マスコミの「両論併記」が、世間に与える「意外な悪影響」

「バランスを取ろう…」の落とし穴
堀内 進之介 プロフィール

このような懐疑論者の批判は、合理的な根拠に基づくこともあるが、そうではないこともままある。気候変動に関して言えば、警告者の主要な論点、特に地球温暖化の原因が人為的なものであることには科学的なコンセンサスがあるが、懐疑論者の批判はそれを意図的に無視するものが大半だ。

にもかかわらず、そのような懐疑論者の根拠を欠いた批判が、あたかも警告者の指摘や科学的なコンセンサスと競合するものであるかのように、一般人に受け取られるとすれば、その原因の一つは、間違いなく「両論併記」を好むメディア報道の姿勢にある。実際、多くの研究が、「バランス」を重視するメディア報道の姿勢が気候変動の問題に、有害な影響を与えていることを指摘している。それはワクチン接種の問題についても同様だ。

 

「イデオロギーバイアス」と「メディアの論理」

こうした「両論併記」が有害な影響を与えているという指摘に対しては、メディア報道にはジャーナリズムにおける「バランス規範」とでも呼べる原則があり、偏向報道を避けようとする努力が意図せざる帰結をもたらしているに過ぎない、と反論する声があるかもしれない。

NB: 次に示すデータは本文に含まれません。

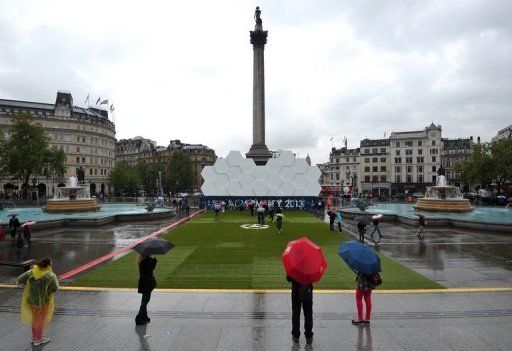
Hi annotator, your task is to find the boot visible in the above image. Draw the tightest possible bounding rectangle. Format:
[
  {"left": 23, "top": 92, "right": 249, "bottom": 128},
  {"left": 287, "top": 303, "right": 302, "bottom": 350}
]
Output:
[{"left": 135, "top": 315, "right": 148, "bottom": 325}]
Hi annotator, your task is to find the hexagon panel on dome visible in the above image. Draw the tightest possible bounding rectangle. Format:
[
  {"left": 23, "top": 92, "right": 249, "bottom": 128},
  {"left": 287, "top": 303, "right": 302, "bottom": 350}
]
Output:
[{"left": 201, "top": 151, "right": 321, "bottom": 197}]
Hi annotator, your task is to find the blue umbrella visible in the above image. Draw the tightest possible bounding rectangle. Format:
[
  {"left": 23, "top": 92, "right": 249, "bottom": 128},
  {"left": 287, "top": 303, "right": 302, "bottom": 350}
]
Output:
[{"left": 339, "top": 241, "right": 381, "bottom": 275}]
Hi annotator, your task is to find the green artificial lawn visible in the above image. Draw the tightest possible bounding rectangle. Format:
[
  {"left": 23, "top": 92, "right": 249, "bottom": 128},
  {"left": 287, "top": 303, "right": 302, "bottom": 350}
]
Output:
[{"left": 74, "top": 211, "right": 443, "bottom": 289}]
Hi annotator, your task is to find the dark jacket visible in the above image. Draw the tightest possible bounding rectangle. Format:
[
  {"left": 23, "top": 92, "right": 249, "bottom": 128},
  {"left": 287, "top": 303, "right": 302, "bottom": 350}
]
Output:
[
  {"left": 138, "top": 257, "right": 157, "bottom": 294},
  {"left": 356, "top": 273, "right": 373, "bottom": 291}
]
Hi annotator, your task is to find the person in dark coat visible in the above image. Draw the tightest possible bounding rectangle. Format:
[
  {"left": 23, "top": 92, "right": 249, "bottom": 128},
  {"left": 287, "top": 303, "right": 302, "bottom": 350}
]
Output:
[
  {"left": 135, "top": 254, "right": 157, "bottom": 325},
  {"left": 286, "top": 276, "right": 313, "bottom": 344},
  {"left": 327, "top": 211, "right": 336, "bottom": 232}
]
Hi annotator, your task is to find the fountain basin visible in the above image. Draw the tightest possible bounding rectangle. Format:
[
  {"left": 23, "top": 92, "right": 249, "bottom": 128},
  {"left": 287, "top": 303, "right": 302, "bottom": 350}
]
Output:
[
  {"left": 414, "top": 198, "right": 473, "bottom": 212},
  {"left": 43, "top": 198, "right": 101, "bottom": 213}
]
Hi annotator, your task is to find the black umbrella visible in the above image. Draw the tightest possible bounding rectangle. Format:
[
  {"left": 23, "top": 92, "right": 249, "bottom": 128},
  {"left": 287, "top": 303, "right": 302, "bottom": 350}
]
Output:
[
  {"left": 354, "top": 216, "right": 372, "bottom": 225},
  {"left": 133, "top": 238, "right": 174, "bottom": 256}
]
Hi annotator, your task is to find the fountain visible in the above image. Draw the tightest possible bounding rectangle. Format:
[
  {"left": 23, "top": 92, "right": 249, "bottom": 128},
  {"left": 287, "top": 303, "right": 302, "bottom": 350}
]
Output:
[
  {"left": 43, "top": 177, "right": 100, "bottom": 212},
  {"left": 414, "top": 167, "right": 473, "bottom": 212}
]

しかし、以下に述べるように、「両論併記」を好むメディア報道の姿勢はバランス規範の遵守だけでは説明しきれない、いくつもの問題を抱えており、そのために懐疑論者の根拠なき批判に不均衡な発言権を与え、憂慮されるべき事案から一般人の関心を遠ざけるという事態を招いている。どういうことか、先行研究を参照しつつ順に説明しよう。

〔PHOTO〕iStock

メディア論における一般的な理解に従えば、メディア報道の内容に影響を与えるものには、三つのレベルがある。ジャーナリスト個人、ジャーナリストが所属する組織、そして社会制度や文化といった外部環境がそれである。

そして、どのレベルでも次の二つ要因が、ニュース素材の選別において、大きな影響力を持っている。その一つが、特定の考え方に基づいて特定のトピックを扱うことを好む傾向、つまり「イデオロギーバイアス」であり、もう一つが、ニュースの新奇性や媒体との親和性などを重視する「メディアの論理」だ。